# Coat color changes



## suzzyq01 (Feb 15, 2011)

Just interested in seeing other dogs coat color changes as they have grown. I know Sables change the most. Here is Sonar from 8 weeks to 11 months.


----------



## Lucy Dog (Aug 10, 2008)

At the time, I didn't know much about all the different lines and what not. I just wanted a black and tan female with OFA'd parents and health guarantees.


----------



## LaRen616 (Mar 4, 2010)

I did research on the GSD breed before I went and got one but I knew that I wanted a black puppy but I also knew that I wanted a certain temperment. I got lucky, Sinister was the only black puppy they had left (they had 2 black/tan litters there) and I loved his temperment and I took him home.

Excellent decision. :wub:


----------



## Emoore (Oct 9, 2002)

This thread confuses me.


----------



## gsdraven (Jul 8, 2009)

Emoore said:


> This thread confuses me.


Me too. It almost looks like a poll from another thread got thrown into this one. OP, was this on purpose?


----------



## Jax08 (Feb 13, 2009)

Emoore said:


> This thread confuses me.


Me Three. What does how we chose our GSD have to do with coat changes?


----------



## suzzyq01 (Feb 15, 2011)

Jax08 said:


> Me Three. What does how we chose our GSD have to do with coat changes?

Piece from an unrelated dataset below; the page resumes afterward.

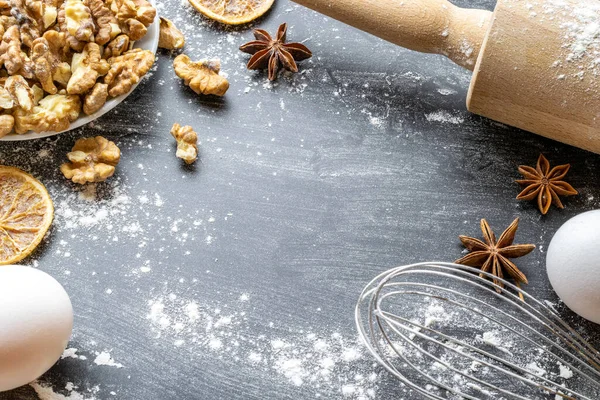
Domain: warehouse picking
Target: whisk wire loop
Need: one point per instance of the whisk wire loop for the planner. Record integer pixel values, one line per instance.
(444, 357)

lol. I am sorry, didn't mean to confuse anyone. My first post wasn't sure how this poll thing worked.....
The poll has nothing to do with the color changes of the coat, but I am always curious how people came to owning their dogs and why they chose their dog over another. :hug:

Sorry for the confusion. :help:

Post photos of your GSD's from puppies to adults to see the changes in their coat.


----------



## LaRen616 (Mar 4, 2010)

Sinister at 11 weeks old










Sinister at 22 months old


----------



## GSD_Xander (Nov 27, 2010)

I chose "I wanted a companion dog"

While I didn't choose the least dominant puppy I chose Xander because he was more laid back and relaxed which is what I wanted. There were two females that were clearly the most dominant in the litter. It was amazing seeing the personality differences. 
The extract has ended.